Yes, Lacey is challenging the presupposition that because the Bible says something it must be so. But the main thrust of her challenge rests on the argumentation in the poster, which turns out to be mistaken argumentation, as my column shows.

To be sure, many people such as Lacey don’t take the Bible or religion as authoritative on moral matters. Nevertheless, the issue at hand (in the PWND poster), to which I am drawing attention, is that what the Bible says is being clearly misrepresented (by Patti) and confused (by Lacey) and then the misrepresentation and the confusion are used (by the poster's author) to dismiss what the Bible has to say. This is what my article is about. The misrepresentation and the confusion, which purport to be good argumentation, are what I’m debunking.
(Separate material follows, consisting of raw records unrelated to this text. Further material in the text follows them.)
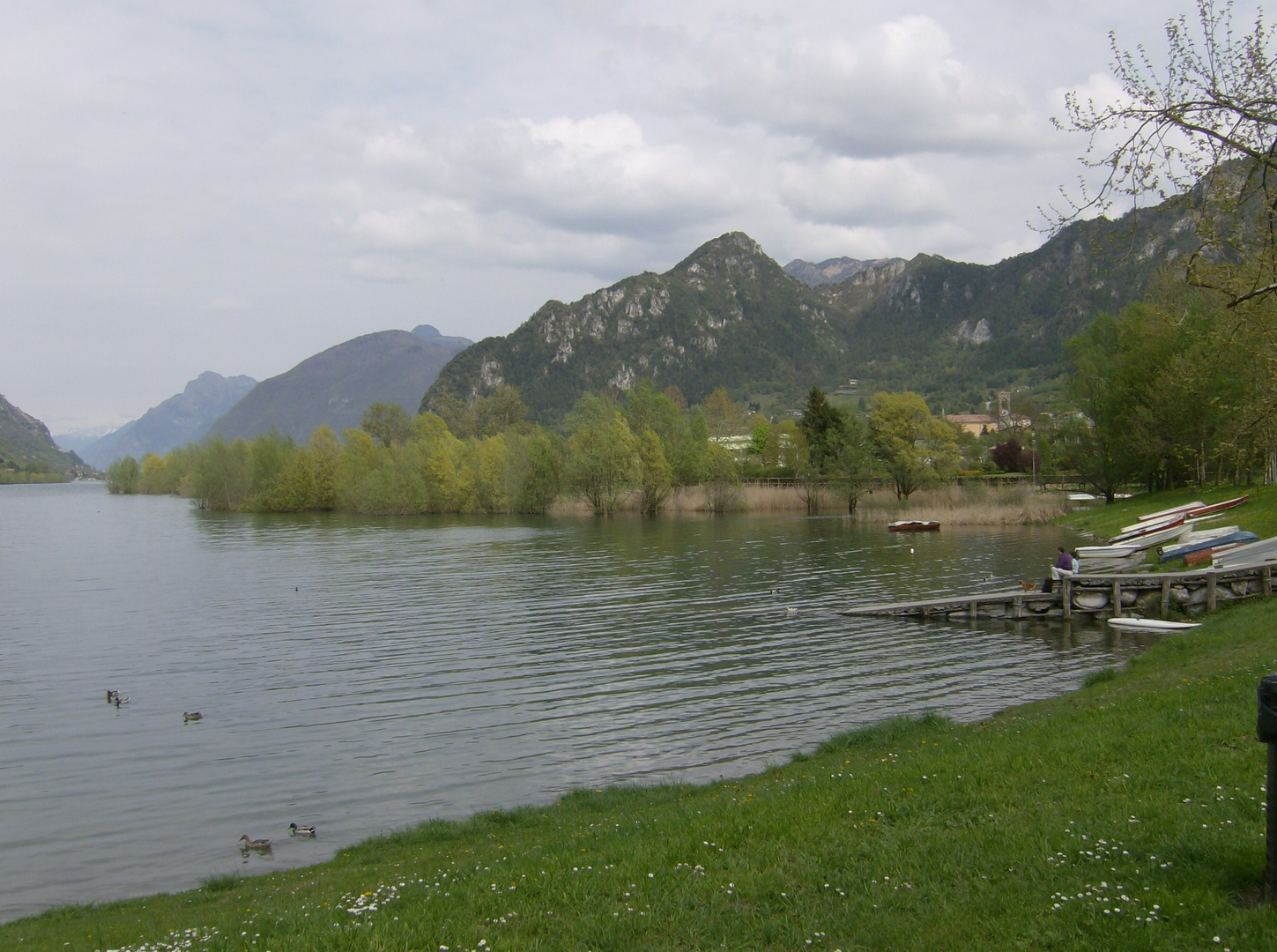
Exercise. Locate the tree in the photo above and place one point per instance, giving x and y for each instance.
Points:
(600, 459)
(913, 446)
(1205, 128)
(1012, 457)
(656, 476)
(824, 426)
(722, 480)
(850, 462)
(123, 476)
(722, 413)
(387, 423)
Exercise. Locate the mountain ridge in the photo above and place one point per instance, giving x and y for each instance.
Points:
(182, 418)
(730, 315)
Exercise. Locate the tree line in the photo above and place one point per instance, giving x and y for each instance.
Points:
(484, 457)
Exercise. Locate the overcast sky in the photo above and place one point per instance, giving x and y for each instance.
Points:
(238, 185)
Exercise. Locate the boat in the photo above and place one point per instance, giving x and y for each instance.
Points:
(1106, 551)
(1188, 547)
(1172, 511)
(1216, 508)
(1207, 554)
(1154, 534)
(1263, 552)
(1152, 624)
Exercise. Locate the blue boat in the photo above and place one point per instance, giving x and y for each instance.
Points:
(1189, 547)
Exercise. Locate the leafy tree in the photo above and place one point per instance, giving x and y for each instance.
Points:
(850, 462)
(656, 476)
(1203, 127)
(538, 472)
(602, 455)
(824, 426)
(123, 476)
(722, 413)
(722, 480)
(1012, 457)
(913, 446)
(387, 423)
(221, 474)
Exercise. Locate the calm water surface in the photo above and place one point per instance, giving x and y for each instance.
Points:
(367, 673)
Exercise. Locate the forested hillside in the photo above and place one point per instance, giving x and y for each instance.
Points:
(730, 315)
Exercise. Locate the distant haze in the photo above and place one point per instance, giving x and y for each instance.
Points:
(236, 185)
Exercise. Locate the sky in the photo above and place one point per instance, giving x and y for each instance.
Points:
(234, 187)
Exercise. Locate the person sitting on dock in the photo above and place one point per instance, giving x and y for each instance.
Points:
(1063, 566)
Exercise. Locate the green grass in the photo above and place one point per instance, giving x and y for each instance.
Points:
(1258, 515)
(1029, 831)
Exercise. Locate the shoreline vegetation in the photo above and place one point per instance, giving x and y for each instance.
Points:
(646, 454)
(1124, 815)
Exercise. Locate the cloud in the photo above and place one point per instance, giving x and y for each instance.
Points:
(375, 270)
(896, 90)
(862, 190)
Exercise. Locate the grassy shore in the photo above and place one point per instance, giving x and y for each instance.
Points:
(1128, 814)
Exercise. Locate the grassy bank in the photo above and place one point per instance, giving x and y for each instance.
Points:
(952, 505)
(1258, 515)
(1124, 815)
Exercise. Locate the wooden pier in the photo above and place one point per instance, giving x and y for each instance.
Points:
(1147, 593)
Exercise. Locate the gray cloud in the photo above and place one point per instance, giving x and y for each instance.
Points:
(236, 187)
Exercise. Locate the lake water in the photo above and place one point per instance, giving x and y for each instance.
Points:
(368, 673)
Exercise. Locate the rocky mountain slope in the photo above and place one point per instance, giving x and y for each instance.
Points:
(336, 386)
(182, 418)
(26, 443)
(730, 315)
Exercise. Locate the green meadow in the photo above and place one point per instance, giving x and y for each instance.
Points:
(1128, 814)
Yes, Lacey “can be read to want” more than what the Bible or religion says. Lacey has given us her reasons for wanting nothing to do with the Bible or religion, so she wants secular moral arguments. Okay, fine. Still, it’s legitimate to point out that her religious critique—i.e., Lacey's alleged case of having PWND Patti’s argument, by which Lacey dismisses the Bible—is a flop. From the point of view of logic and critical thinking, then, the caption at the bottom of the Internet poster should be more appropriately stated thus: "PWND: This is NOT what it means."

For a step toward some secular moral arguments that at least challenge the wisdom of same-sex sex, see my “Is being gay like race?”